Money & Career

How he landed every kid's dream job

Graeme Dymond's love for building blocks led him to become Canada's first LEGO Master Model Builder.

Graeme Dymond

Graeme Dymond at Legoland Discovery Centre

If you were to ask a kid to give a list of their dream jobs, it would probably include pro video-game player or master LEGO builder. But how many kids actually grow up to get their childhood dream job? Greame Dymond happens to be one of them.

Last year, Dymond was given the coveted position of Master Lego Builder at Canada’s first Legoland Discovery Centre, recently opened in Toronto. Like the position itself, the application process was a bit unconventional – a grueling week-long contest between 200 applicants.  Contestants were required to battle it out with their best, most creative LEGO structures in specific durations of time. By the final day, Dymond was one of 12 finalists competing. The assignment for the last round was to build something that defines them – in just under an hour. Dymond’s winning piece: a large-scale structure of his own head with compartments detailing his life.

This unique method of interviewing job applicants – not unlike a talent show – has a big perk for the employer; they can see first-hand who works well under pressure, and who possesses the stamina and creativity to see their projects through to the end.  And the competition can be appealing to the applicant too: it doesn’t require any credentials and it’s a great platform to showcase their skills.

LEGO church Graeme Dymond

LEGO church; Built by Graeme Dymond

In Dymond’s case, though, that’s actually decades of fine-tuned skills honed from his love of building blocks. Over the years, the LEGO hobbyist has built impressive pieces, including a church with LEGO people resembling members from his own congregation. “I’ve been doing it since I was six-years-old…I like being creative and was always a child at heart,” he says.

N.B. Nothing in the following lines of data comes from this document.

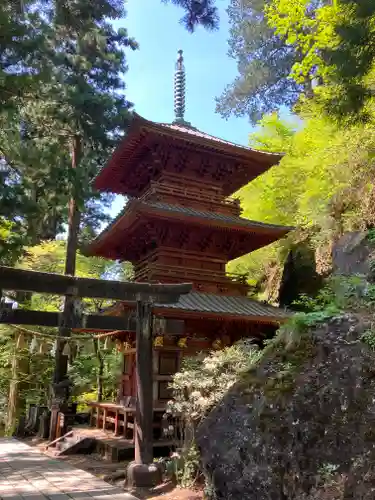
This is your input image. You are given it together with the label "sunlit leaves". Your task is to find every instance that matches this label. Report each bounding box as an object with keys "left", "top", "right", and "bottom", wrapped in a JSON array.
[
  {"left": 229, "top": 105, "right": 375, "bottom": 283},
  {"left": 0, "top": 1, "right": 137, "bottom": 261},
  {"left": 216, "top": 0, "right": 303, "bottom": 123}
]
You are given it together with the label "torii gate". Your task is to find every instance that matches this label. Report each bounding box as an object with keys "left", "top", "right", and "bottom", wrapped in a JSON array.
[{"left": 0, "top": 265, "right": 192, "bottom": 485}]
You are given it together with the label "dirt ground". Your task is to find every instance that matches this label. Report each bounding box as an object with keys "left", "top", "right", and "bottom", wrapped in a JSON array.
[
  {"left": 133, "top": 483, "right": 203, "bottom": 500},
  {"left": 23, "top": 436, "right": 203, "bottom": 500}
]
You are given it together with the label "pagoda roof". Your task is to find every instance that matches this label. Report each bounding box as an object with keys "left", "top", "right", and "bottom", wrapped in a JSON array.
[
  {"left": 154, "top": 291, "right": 289, "bottom": 324},
  {"left": 158, "top": 120, "right": 279, "bottom": 157},
  {"left": 86, "top": 199, "right": 293, "bottom": 260},
  {"left": 103, "top": 199, "right": 292, "bottom": 235},
  {"left": 94, "top": 114, "right": 283, "bottom": 197},
  {"left": 146, "top": 201, "right": 291, "bottom": 230},
  {"left": 105, "top": 291, "right": 290, "bottom": 325}
]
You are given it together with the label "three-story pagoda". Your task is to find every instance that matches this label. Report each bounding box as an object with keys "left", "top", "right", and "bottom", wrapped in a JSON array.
[{"left": 87, "top": 51, "right": 292, "bottom": 416}]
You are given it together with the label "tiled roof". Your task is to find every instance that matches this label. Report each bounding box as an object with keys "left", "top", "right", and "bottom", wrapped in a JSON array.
[
  {"left": 155, "top": 291, "right": 289, "bottom": 323},
  {"left": 159, "top": 121, "right": 281, "bottom": 158},
  {"left": 94, "top": 114, "right": 283, "bottom": 197},
  {"left": 87, "top": 200, "right": 293, "bottom": 251},
  {"left": 144, "top": 201, "right": 293, "bottom": 232}
]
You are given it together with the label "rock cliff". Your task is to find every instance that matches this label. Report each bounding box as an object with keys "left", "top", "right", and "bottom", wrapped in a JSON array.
[{"left": 197, "top": 313, "right": 375, "bottom": 499}]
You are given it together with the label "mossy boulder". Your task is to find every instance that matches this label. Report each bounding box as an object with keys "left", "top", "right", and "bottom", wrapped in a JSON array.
[
  {"left": 196, "top": 314, "right": 375, "bottom": 499},
  {"left": 278, "top": 243, "right": 322, "bottom": 309},
  {"left": 332, "top": 231, "right": 375, "bottom": 280}
]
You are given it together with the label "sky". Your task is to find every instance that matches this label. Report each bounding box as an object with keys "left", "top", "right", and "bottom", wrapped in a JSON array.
[{"left": 109, "top": 0, "right": 253, "bottom": 216}]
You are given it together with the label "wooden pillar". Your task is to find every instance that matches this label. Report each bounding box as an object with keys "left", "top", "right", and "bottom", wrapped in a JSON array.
[
  {"left": 102, "top": 407, "right": 107, "bottom": 430},
  {"left": 6, "top": 331, "right": 29, "bottom": 435},
  {"left": 89, "top": 407, "right": 94, "bottom": 427},
  {"left": 153, "top": 350, "right": 159, "bottom": 402},
  {"left": 49, "top": 293, "right": 77, "bottom": 441},
  {"left": 123, "top": 410, "right": 128, "bottom": 438},
  {"left": 134, "top": 299, "right": 153, "bottom": 465},
  {"left": 114, "top": 410, "right": 119, "bottom": 436}
]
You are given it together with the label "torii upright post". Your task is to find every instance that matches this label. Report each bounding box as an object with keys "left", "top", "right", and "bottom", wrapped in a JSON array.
[
  {"left": 134, "top": 299, "right": 153, "bottom": 465},
  {"left": 127, "top": 288, "right": 189, "bottom": 488}
]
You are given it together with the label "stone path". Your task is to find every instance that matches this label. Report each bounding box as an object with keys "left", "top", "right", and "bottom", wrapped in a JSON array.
[{"left": 0, "top": 438, "right": 137, "bottom": 500}]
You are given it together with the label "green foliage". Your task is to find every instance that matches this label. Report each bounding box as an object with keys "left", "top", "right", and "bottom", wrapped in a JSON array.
[
  {"left": 229, "top": 106, "right": 375, "bottom": 289},
  {"left": 0, "top": 218, "right": 25, "bottom": 266},
  {"left": 163, "top": 0, "right": 219, "bottom": 32},
  {"left": 0, "top": 1, "right": 137, "bottom": 259},
  {"left": 161, "top": 443, "right": 201, "bottom": 488},
  {"left": 19, "top": 240, "right": 132, "bottom": 280},
  {"left": 265, "top": 0, "right": 337, "bottom": 85},
  {"left": 15, "top": 240, "right": 133, "bottom": 313},
  {"left": 219, "top": 0, "right": 375, "bottom": 122},
  {"left": 321, "top": 1, "right": 375, "bottom": 121},
  {"left": 367, "top": 229, "right": 375, "bottom": 244},
  {"left": 265, "top": 0, "right": 375, "bottom": 122},
  {"left": 0, "top": 2, "right": 45, "bottom": 108},
  {"left": 69, "top": 346, "right": 122, "bottom": 401},
  {"left": 216, "top": 0, "right": 303, "bottom": 123},
  {"left": 277, "top": 275, "right": 375, "bottom": 342},
  {"left": 360, "top": 329, "right": 375, "bottom": 350}
]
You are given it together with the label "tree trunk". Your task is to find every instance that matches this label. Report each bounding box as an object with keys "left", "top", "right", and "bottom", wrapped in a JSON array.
[
  {"left": 93, "top": 338, "right": 104, "bottom": 402},
  {"left": 50, "top": 135, "right": 82, "bottom": 441},
  {"left": 6, "top": 332, "right": 29, "bottom": 435},
  {"left": 64, "top": 135, "right": 81, "bottom": 277}
]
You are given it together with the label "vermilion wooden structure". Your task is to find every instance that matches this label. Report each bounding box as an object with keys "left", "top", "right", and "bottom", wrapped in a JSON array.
[
  {"left": 85, "top": 53, "right": 293, "bottom": 451},
  {"left": 87, "top": 112, "right": 292, "bottom": 417}
]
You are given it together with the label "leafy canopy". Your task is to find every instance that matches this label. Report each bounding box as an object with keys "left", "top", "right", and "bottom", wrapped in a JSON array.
[
  {"left": 0, "top": 0, "right": 137, "bottom": 263},
  {"left": 163, "top": 0, "right": 219, "bottom": 31},
  {"left": 229, "top": 105, "right": 375, "bottom": 284},
  {"left": 216, "top": 0, "right": 303, "bottom": 124},
  {"left": 266, "top": 0, "right": 375, "bottom": 121},
  {"left": 218, "top": 0, "right": 375, "bottom": 122}
]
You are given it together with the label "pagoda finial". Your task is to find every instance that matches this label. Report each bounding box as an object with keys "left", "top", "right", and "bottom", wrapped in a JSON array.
[{"left": 174, "top": 50, "right": 187, "bottom": 125}]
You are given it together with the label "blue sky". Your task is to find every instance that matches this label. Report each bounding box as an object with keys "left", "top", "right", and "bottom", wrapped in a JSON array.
[
  {"left": 110, "top": 0, "right": 252, "bottom": 215},
  {"left": 120, "top": 0, "right": 251, "bottom": 143}
]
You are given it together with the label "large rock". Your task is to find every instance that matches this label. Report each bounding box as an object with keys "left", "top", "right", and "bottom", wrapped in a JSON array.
[
  {"left": 278, "top": 243, "right": 322, "bottom": 309},
  {"left": 332, "top": 231, "right": 375, "bottom": 279},
  {"left": 196, "top": 315, "right": 375, "bottom": 499}
]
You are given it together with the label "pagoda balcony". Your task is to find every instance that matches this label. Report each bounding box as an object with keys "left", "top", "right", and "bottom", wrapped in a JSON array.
[
  {"left": 134, "top": 263, "right": 249, "bottom": 296},
  {"left": 139, "top": 181, "right": 242, "bottom": 217}
]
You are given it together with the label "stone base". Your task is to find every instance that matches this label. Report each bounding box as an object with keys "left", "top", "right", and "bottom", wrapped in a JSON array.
[{"left": 126, "top": 462, "right": 163, "bottom": 488}]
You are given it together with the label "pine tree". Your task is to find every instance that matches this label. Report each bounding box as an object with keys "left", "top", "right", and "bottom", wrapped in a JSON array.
[
  {"left": 0, "top": 1, "right": 137, "bottom": 263},
  {"left": 215, "top": 0, "right": 303, "bottom": 124},
  {"left": 163, "top": 0, "right": 219, "bottom": 31},
  {"left": 0, "top": 2, "right": 45, "bottom": 108}
]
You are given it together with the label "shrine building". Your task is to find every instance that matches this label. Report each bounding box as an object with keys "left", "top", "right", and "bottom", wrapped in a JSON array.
[{"left": 85, "top": 51, "right": 293, "bottom": 441}]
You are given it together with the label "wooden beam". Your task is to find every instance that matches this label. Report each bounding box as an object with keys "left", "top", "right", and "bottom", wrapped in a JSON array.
[
  {"left": 0, "top": 266, "right": 192, "bottom": 302},
  {"left": 0, "top": 308, "right": 185, "bottom": 334},
  {"left": 134, "top": 300, "right": 153, "bottom": 465}
]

But Dymond never thought he could build LEGO for a living. He spent 8 ½ years working at a financial institution, feeling like a “square peg in a round hole”, until one day his family encouraged him to enter the competition.

He admits that he almost didn’t go through with it. Overcome with self-doubt, he was close to backing out a week before the competition — but his family persisted. That persistence and encouragement paid off. His advice to people wanting to land their dream job: “Change your thinking and dream big.”

You can see Graeme Dymond’s handy work at the 3,160-square-metre indoor facility, Legoland Discovery Centre, which offers master classes for builders, rides, party rooms and a 4D cinema.